Music publishing bodies IFPI and ICMP have welcomed the Supreme Court Of Canada's new ruling concerning search engines and illegal websites.
A judgment has been issued confirming that Canadian courts have the power to induce search engines to take effective action to remove illegal sites from their search results both in Canada and worldwide.
Recently, a Canadian court had ordered Google to eliminate from its search results websites that illegally sell goods violating Equustek’s trade secrets. After Equustek, a Canadian automation services company, won the case in the lower courts, Google then appealed the case to the Supreme Court.
In its most recent decision, the Supreme Court found in favour of Equustek and upheld the lower courts’ decisions ordering Google to remove links to the illegal sites both in Canada and worldwide.
Music industry organisations from around world joined to support Equustek’s case that Google must take on the responsibility to guarantee it is not pointing users to illegal sites. Some of these companies included: IFPI, Music Canada, WIN, ICMP, and CISAC
Frances Moore, IFPI CEO, commented on the case: “Canada’s highest court has handed down a decision that is very good news for rightsholders both in Canada and around the world.
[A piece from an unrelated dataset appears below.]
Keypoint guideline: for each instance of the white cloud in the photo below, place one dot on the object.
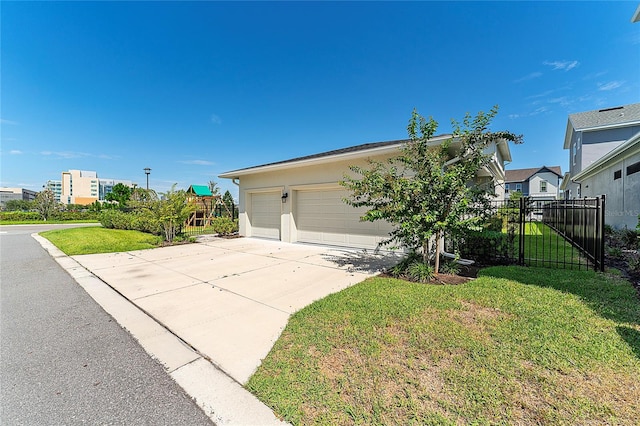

Whilst this was not a music piracy case, search engines play a prominent role in directing users to illegal content online including illegal music sites.
“If the digital economy is to grow to its full potential, online intermediaries, including search engines, must play their part by ensuring that their services are not used to facilitate the infringement of intellectual property rights.”
Coco Carmona, ICMP director general, commented: “Creators and rightsholders are completely dependent on the effective enforcement of intellectual property rights. Search engines, as gatekeepers of the Internet, should play a key role in ensuring that IPR infringements do not occur and this decision from the Canadian Supreme Court recognises this role. ICMP therefore welcomes this ruling and hopes it will help curb online infringement and ultimately help to protect the livelihoods of composers, songwriters, artists and their business partners, in Canada and across the world."